Dawn of the Planet of the Apes could appropriately be double-billed with Bong Joon-ho's Snowpiercer, another "Smart" mainstreamer with an annoyingly nail-on-the-head subtext. Dawn is the more successful, though, for letting ambiguities take over in the end. The third act complicates what came before. The film presents and rejects idealism. Its romanticized portrait of family is revealed to have a dark flipside, when we discover what even good people (or apes) are willing to do to protect their loved ones. Individuals are proven to be unable to stop wars / violence. And a genuine leader is inevitably made into a hypocrite for the sake of some false greater good, to maintain a status quo. Family is both meaning and undoing for Caesar, as in doing anything to protect them, he’s willing to compromise his morality.

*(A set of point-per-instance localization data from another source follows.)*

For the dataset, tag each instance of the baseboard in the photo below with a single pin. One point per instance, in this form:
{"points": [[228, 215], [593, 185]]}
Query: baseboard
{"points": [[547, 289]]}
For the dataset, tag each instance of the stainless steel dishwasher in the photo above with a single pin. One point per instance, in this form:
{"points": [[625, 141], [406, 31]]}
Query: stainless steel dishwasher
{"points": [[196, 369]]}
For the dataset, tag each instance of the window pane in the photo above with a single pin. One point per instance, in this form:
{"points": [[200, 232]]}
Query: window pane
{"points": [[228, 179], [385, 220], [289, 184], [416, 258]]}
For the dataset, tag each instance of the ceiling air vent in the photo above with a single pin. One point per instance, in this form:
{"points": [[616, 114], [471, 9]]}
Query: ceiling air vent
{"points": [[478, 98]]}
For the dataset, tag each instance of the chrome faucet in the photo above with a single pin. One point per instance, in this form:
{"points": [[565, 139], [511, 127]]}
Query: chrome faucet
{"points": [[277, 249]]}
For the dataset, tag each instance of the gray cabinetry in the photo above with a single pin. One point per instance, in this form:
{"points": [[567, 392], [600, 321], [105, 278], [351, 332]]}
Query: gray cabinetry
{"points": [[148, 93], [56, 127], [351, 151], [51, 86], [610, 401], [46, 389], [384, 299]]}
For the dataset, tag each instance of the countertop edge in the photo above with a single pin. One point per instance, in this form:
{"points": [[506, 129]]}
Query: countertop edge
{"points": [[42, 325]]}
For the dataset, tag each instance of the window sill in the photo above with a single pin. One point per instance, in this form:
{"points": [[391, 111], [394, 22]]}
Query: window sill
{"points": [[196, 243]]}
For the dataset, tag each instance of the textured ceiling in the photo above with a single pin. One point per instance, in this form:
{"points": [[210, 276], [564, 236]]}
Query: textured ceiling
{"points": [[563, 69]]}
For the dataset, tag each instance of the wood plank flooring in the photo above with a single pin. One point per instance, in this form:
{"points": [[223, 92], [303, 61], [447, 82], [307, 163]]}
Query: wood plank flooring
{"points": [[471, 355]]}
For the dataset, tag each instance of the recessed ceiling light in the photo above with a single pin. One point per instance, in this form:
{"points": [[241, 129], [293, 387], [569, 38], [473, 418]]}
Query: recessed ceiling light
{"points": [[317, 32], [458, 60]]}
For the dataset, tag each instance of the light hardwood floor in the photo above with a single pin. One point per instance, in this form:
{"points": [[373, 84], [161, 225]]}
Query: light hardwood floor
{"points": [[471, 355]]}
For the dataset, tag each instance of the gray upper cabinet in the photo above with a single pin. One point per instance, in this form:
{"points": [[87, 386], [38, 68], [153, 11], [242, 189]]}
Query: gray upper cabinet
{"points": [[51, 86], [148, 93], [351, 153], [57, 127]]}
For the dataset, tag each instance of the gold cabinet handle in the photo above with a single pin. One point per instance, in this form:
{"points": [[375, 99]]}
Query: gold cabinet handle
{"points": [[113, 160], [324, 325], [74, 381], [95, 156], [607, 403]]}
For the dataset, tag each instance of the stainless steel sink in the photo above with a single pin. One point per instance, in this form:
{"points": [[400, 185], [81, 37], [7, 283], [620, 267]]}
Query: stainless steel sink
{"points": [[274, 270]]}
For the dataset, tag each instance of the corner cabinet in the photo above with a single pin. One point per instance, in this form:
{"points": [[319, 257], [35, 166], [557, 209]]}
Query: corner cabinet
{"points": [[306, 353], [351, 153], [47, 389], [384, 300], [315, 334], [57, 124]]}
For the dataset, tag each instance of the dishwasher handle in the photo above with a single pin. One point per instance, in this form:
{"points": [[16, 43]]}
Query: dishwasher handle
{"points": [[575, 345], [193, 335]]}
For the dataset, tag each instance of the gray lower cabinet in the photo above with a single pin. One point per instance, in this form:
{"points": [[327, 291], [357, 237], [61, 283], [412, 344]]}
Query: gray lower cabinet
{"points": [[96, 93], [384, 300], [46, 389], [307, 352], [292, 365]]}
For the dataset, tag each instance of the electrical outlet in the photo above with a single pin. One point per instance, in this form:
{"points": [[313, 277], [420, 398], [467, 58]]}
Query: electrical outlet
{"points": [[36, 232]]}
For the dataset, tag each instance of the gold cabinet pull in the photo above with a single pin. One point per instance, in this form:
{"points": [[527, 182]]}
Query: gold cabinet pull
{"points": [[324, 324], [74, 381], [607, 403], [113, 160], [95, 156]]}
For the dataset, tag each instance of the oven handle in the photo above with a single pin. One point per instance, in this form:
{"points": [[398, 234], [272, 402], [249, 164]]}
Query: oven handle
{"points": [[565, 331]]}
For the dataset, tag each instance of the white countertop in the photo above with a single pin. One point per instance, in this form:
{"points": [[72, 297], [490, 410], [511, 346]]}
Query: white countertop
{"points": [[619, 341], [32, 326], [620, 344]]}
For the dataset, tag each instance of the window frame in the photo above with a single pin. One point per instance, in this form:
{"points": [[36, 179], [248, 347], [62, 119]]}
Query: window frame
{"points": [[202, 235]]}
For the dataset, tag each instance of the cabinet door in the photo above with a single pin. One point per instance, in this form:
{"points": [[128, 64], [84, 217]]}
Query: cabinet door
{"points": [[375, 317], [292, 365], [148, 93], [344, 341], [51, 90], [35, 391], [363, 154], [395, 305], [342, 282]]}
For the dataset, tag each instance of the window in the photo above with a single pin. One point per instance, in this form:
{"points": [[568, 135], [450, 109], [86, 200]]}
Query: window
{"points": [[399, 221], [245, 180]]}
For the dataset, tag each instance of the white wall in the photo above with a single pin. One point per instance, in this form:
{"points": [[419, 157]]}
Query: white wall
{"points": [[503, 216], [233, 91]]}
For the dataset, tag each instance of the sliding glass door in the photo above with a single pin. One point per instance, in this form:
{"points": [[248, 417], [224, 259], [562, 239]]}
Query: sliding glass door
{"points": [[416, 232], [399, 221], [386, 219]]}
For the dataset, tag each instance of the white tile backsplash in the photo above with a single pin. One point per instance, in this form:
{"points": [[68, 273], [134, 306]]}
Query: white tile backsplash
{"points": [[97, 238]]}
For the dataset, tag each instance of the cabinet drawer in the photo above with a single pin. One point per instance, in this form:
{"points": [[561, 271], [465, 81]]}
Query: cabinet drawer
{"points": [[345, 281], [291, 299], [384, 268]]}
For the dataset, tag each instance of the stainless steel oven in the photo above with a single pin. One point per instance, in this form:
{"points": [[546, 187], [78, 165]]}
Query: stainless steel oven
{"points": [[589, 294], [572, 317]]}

As first presented, Caesar, is a measured leader, who above all else aims to protect his own family, and the family values of his community. However, the corruption of ideals is shown to be inevitable in the pursuit to protect one’s own. "Evolution" (apes to humans to apes) is arbitrary when a cycle of violence is inherent in the warring characteristics of living, loving, and fearing. Caesar is a fascinating protagonist but also one that could be more utilized. It's unfortunate that his screen time is split with the counterpoint-human-voice-of-reason Malcolm, who is nothing but a cardboard good guy that either should've been fleshed out or pushed aside. Caesar does not easily fill the role of hero or anti-hero, but rather is a leader with honorable intentions and unfortunate circumstances. Ending with a stunning image that rhymes with the opening shot, the film undoes its seemingly obvious observations, closing with a darkly bittersweet finale. Caesar reclaims his position of leader of the apes, and is united with his mate and children, peace exists temporarily. All we have is family, and trust, and these things are threatened, but also necessarily protected by a never-ending cycle of violence, that even the most genuine of leaders cannot stop.